L’armonia giapponese
Spostiamoci ora in Giappone, che importò molte idee confuciane già nel VII secolo. La Costituzione dei 17 articoli del principe Shōtoku (604) insisteva sull’armonia sociale e sull’integrità dei funzionari pubblici.
Durante lo shogunato Tokugawa il neo-confucianesimo divenne quasi una dottrina ufficiale: il problema non era soltanto “rubare”, ma rompere l’equilibrio morale della società. In una cultura fortemente gerarchica, il comportamento scorretto di un funzionario non era solo un reato amministrativo: era una perdita di prestigio per l’intero sistema.
Insomma, commettere un crimine è grave, ma perdere la faccia è decisamente peggio.
Questo approccio è rimasto in molte filosofie dell’Estremo Oriente: l’attenzione è rivolta non solo alla legge, ma al dovere, alla reputazione e al comportamento individuale nei confronti dell’intera società.
Qui emerge una differenza culturale interessante: l’Europa tende a rispondere con tribunali e codici penali, mentre la tradizione confuciana insiste maggiormente sull’onore e sull’esempio morale.

Greci, romani e filosofi
In Grecia il problema viene affrontato in modo quasi analitico. Aristotele osserva che ogni forma di governo può degenerare: la monarchia diventa tirannide, l’aristocrazia oligarchia. La corruzione è il momento in cui il potere smette di servire il bene comune e diventa uno strumento di interesse personale.
I romani, pragmatici, trasformano queste idee in strumenti pratici. Non si limitano alla teoria: introducono leggi contro gli abusi dei funzionari provinciali, come la Lex Calpurnia del 149 a.C., che puniva estorsioni e appropriazioni indebite.
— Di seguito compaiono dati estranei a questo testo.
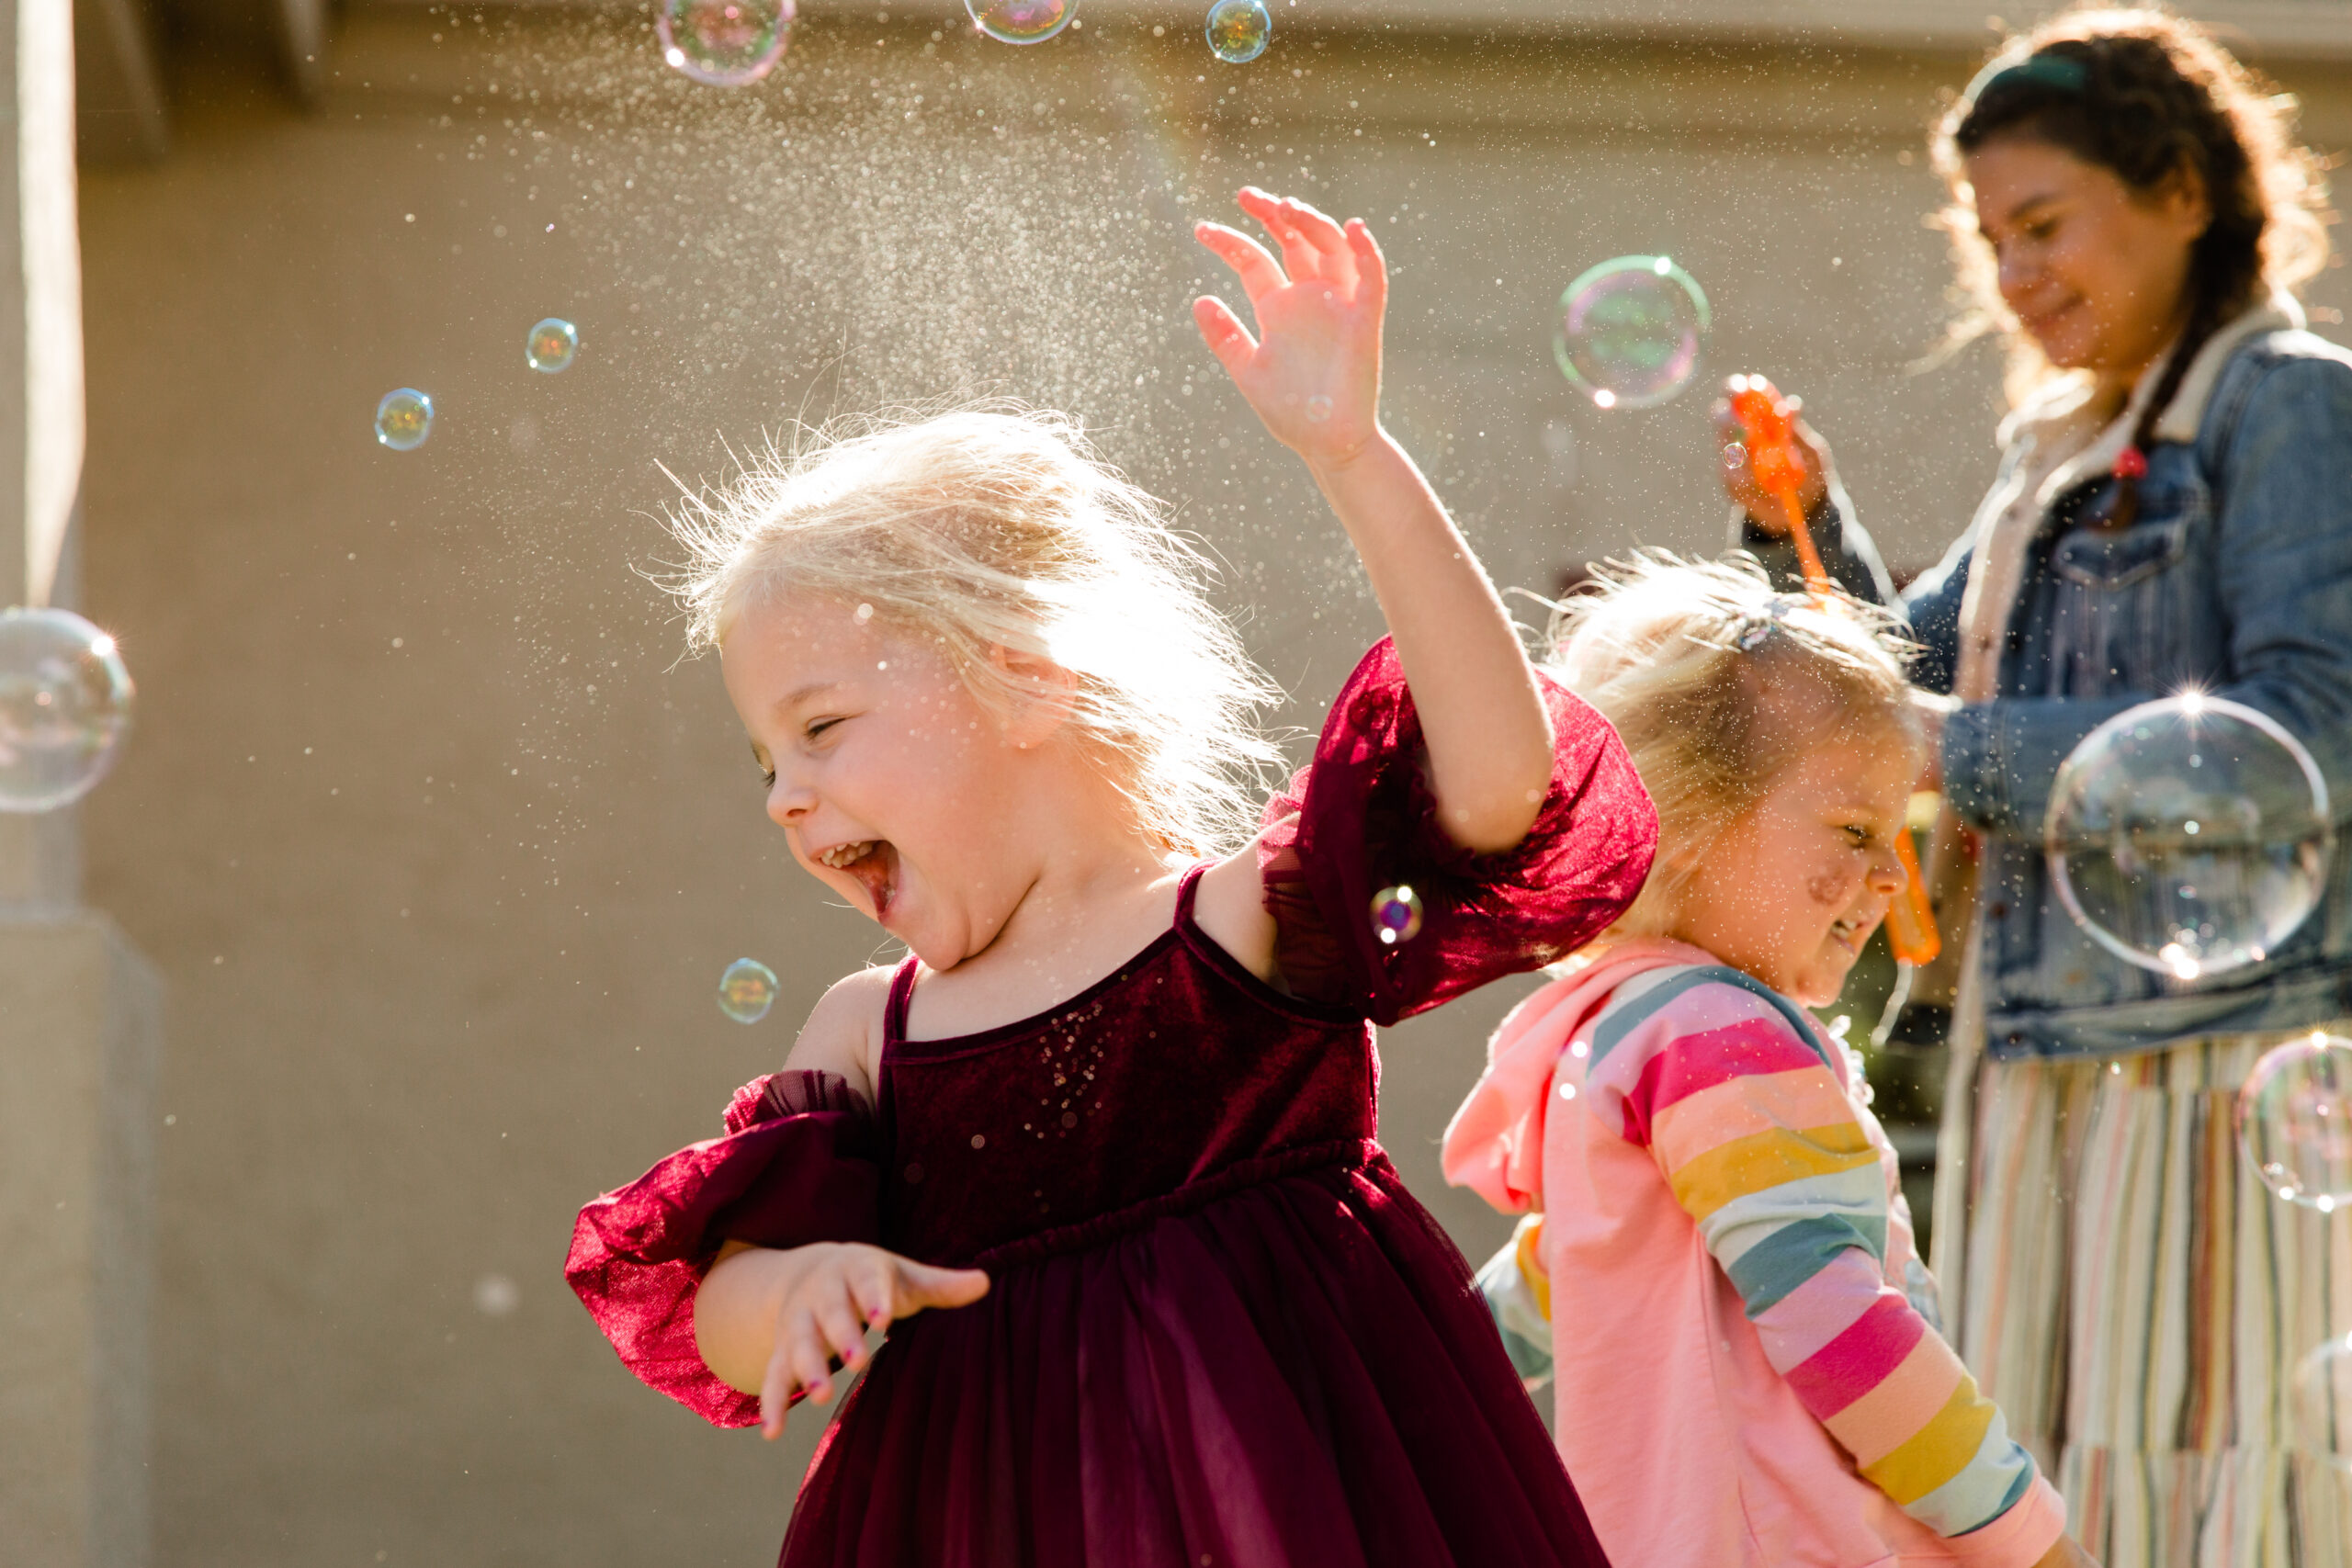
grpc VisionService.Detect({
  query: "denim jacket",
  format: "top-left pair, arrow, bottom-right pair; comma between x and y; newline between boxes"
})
1736,321 -> 2352,1058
Rimaniamo in Europa, facciamo un balzo in avanti e arriva Machiavelli, che osserva la politica con meno illusioni: la corruzione non è soltanto un vizio individuale ma il segno che una società ha perso la propria virtù civica. Quando i cittadini pensano solo al proprio interesse, la repubblica si indebolisce.
Confuciano?
Corruzione oggi, tra cinema e realtà
Il punto curioso è che queste intuizioni antiche funzionano ancora, e se anche le culture e le filosofie sono tanto diverse, potremmo quasi dire che Oriente e Occidente sono uniti dalla corruzione.
Ci sono tantissimi esempi, cinematografici e televisivi, e non sto a citarli tutti ma pensiamo all’impatto di Parasite, che ha sconvolto l’Occidente nella rivelazione di un sistema sociale “corrotto” che spinge tutti a manipolare gli altri per sopravvivere.
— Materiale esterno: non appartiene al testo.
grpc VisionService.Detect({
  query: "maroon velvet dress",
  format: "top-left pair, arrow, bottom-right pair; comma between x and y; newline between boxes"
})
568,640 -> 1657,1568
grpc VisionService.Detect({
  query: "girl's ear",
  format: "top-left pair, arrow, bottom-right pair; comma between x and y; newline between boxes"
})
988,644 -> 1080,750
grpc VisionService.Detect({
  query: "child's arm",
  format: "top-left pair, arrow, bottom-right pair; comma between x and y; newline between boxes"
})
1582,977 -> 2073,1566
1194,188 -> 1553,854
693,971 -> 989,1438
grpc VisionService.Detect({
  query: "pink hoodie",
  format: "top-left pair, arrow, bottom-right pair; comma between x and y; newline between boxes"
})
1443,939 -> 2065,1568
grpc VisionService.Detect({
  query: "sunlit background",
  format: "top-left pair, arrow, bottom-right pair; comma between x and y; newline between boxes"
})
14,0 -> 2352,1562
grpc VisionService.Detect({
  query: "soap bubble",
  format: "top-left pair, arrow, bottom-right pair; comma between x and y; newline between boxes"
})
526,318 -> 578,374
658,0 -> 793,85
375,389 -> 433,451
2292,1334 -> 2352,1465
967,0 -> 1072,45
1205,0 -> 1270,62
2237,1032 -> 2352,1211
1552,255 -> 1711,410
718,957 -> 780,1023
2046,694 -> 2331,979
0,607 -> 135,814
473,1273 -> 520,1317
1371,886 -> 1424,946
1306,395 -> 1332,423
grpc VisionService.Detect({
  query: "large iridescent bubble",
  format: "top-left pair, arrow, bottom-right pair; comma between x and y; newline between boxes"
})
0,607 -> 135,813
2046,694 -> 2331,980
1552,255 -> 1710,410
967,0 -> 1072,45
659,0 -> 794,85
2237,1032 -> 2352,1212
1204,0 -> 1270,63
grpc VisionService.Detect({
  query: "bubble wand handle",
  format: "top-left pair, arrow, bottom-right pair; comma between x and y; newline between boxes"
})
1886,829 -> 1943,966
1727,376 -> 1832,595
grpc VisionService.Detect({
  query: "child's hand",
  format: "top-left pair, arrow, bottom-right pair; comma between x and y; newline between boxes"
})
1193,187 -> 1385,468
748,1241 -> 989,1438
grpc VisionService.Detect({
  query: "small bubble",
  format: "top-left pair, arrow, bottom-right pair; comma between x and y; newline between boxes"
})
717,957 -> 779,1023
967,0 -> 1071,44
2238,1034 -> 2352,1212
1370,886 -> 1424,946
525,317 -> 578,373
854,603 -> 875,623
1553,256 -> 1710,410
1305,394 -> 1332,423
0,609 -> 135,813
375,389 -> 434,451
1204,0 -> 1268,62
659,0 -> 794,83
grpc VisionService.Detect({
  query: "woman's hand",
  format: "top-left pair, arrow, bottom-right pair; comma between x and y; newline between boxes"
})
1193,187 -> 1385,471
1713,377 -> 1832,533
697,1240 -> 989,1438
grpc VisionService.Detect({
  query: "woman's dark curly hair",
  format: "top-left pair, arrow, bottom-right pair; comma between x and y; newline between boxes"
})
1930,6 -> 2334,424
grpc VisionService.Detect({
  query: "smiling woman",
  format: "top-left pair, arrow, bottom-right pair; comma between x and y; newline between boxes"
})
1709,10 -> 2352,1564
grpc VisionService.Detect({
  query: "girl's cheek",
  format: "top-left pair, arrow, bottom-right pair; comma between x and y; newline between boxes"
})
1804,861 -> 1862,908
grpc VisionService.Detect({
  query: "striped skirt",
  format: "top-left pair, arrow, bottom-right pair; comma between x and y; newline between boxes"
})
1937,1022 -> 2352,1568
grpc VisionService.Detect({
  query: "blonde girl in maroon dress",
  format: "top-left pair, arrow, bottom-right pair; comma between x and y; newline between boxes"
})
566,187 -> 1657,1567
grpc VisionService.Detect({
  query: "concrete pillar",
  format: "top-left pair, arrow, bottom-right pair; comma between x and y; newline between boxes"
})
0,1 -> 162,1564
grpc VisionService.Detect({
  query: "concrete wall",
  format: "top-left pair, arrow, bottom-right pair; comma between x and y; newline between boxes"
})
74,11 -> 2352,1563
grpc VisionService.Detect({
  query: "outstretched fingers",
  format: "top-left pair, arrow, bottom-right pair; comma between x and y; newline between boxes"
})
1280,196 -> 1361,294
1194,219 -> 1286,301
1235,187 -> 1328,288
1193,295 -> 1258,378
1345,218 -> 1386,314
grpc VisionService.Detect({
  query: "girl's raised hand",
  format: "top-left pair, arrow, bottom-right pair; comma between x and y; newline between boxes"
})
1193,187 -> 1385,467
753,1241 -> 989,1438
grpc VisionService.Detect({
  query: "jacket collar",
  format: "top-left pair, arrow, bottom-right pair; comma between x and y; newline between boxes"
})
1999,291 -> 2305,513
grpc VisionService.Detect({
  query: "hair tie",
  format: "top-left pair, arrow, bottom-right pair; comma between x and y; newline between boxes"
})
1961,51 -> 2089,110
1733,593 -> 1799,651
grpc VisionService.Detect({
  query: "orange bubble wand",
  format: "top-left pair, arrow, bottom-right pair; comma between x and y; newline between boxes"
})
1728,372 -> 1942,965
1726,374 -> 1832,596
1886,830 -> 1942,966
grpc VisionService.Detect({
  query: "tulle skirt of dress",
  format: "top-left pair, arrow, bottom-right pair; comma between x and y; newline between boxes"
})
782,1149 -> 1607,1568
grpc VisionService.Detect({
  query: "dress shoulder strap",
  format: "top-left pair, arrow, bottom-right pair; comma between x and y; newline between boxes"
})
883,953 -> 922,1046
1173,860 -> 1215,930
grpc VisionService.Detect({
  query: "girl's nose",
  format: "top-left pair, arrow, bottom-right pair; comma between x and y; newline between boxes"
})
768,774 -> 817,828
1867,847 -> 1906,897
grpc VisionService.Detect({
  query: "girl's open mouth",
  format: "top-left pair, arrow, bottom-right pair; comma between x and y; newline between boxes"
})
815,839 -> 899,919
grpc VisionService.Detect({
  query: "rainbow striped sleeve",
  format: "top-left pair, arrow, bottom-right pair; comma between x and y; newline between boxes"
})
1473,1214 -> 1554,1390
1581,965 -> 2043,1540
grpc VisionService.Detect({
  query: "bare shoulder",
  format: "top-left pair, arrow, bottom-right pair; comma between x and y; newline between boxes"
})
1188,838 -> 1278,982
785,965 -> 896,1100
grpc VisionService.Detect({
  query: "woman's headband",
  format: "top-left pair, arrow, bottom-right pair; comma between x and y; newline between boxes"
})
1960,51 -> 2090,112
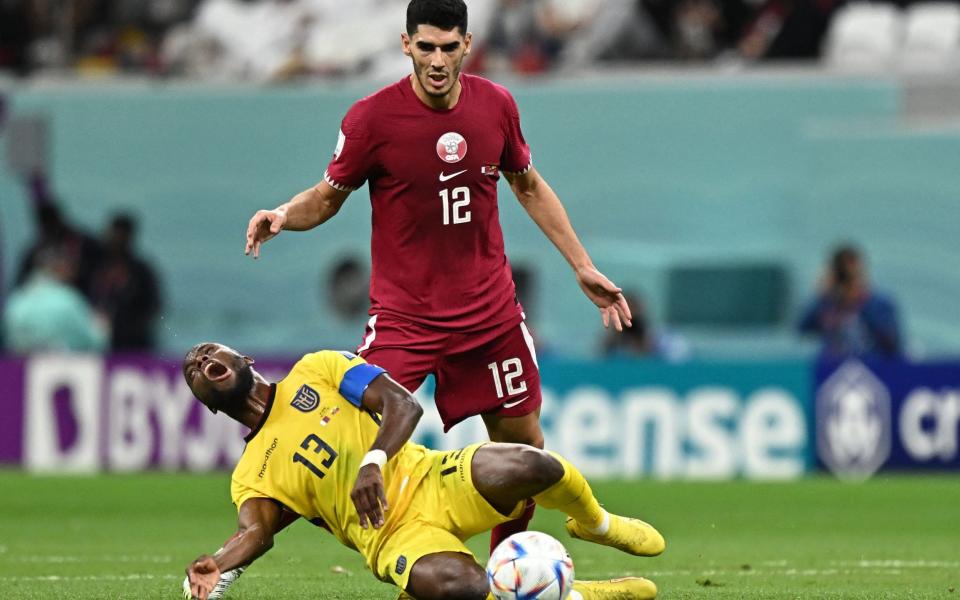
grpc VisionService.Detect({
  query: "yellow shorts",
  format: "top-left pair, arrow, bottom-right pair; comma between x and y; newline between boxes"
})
373,443 -> 524,590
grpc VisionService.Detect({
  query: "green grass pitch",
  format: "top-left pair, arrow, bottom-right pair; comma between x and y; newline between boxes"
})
0,471 -> 957,599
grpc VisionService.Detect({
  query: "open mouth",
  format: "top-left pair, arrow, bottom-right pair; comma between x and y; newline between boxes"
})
428,73 -> 447,89
203,359 -> 230,382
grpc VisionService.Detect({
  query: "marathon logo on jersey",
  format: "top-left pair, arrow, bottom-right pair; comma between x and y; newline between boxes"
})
816,360 -> 892,480
436,132 -> 467,163
258,438 -> 279,478
395,555 -> 407,575
481,164 -> 499,177
291,384 -> 320,413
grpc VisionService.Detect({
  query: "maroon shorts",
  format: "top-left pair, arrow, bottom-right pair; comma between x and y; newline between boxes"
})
356,313 -> 542,431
Un modo tanto diverso dal nostro sistema, quanto comprensibile e accessibile alla nostra percezione.
Una serie che racconta perfettamente la guerra che la corruzione porta nelle famiglie stesse è Succession, dove denaro e interessi sovrastano ogni disciplina etica e morale.
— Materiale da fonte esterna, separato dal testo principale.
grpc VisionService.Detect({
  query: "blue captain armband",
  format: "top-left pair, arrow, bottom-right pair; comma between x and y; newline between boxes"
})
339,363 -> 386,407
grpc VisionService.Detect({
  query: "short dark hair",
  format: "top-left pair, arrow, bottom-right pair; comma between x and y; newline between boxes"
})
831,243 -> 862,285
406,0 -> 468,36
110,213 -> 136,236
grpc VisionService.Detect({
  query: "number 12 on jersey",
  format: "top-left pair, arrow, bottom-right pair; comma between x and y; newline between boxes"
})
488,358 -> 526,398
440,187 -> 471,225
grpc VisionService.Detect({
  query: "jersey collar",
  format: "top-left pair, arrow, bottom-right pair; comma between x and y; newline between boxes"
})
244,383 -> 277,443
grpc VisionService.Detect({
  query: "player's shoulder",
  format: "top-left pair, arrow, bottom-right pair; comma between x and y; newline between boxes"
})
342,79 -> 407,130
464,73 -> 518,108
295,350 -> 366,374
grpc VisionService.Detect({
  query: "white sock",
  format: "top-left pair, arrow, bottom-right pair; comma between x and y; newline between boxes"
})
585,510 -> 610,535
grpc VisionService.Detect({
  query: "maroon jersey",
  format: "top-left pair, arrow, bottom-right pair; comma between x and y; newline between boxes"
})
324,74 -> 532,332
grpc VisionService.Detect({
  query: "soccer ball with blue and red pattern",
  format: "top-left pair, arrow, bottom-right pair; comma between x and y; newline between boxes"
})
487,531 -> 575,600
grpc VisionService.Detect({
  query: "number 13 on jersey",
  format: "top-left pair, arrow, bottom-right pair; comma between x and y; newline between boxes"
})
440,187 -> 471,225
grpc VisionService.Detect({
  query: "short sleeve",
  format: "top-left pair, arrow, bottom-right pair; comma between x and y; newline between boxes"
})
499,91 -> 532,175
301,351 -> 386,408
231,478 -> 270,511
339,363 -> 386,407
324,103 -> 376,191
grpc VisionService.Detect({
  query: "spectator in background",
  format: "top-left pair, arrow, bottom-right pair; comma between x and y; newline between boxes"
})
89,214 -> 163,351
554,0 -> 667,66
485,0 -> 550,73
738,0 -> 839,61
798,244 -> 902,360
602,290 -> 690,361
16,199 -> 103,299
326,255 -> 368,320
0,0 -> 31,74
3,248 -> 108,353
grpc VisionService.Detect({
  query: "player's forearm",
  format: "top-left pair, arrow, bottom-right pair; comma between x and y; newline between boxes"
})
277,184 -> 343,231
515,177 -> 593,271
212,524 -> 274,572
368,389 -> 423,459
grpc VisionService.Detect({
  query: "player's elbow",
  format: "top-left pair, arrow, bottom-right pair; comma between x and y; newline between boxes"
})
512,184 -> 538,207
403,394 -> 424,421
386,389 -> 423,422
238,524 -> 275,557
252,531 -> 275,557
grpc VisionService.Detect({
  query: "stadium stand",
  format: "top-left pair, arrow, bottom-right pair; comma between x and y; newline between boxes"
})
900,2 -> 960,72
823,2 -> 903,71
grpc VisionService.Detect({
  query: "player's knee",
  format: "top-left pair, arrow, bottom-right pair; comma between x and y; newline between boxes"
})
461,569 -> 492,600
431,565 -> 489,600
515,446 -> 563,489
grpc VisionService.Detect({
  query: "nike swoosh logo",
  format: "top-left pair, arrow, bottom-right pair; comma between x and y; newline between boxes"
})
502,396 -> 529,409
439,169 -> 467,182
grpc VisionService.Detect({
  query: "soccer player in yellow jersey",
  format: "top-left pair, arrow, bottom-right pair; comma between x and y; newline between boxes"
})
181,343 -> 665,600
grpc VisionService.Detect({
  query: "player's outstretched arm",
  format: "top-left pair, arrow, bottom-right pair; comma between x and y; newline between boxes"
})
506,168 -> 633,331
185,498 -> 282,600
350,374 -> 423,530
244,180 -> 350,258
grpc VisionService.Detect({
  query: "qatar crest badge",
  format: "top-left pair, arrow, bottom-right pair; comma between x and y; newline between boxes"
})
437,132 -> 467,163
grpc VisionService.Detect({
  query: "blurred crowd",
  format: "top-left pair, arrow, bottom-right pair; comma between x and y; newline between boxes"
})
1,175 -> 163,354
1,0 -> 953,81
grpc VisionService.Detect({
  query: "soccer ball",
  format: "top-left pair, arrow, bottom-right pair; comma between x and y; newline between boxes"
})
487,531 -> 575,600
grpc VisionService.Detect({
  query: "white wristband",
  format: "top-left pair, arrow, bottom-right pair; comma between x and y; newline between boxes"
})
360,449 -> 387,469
Alla fine in Oriente e Occidente ci lamentiamo delle stesse cose, eppure sono gli stessi sistemi che vengono perpetrati.
Confucio avrebbe probabilmente detto che il problema è la perdita della rettitudine morale, Machiavelli che senza istituzioni solide la virtù non basta.
Forse avevano ragione entrambi. Perché la storia della corruzione, dall’antica Cina alla politica contemporanea, sembra oscillare sempre tra due idee: servono persone giuste, ma anche regole capaci di controllarle.
Ma tra queste idee, il risultato alla fine, è sempre lo stesso.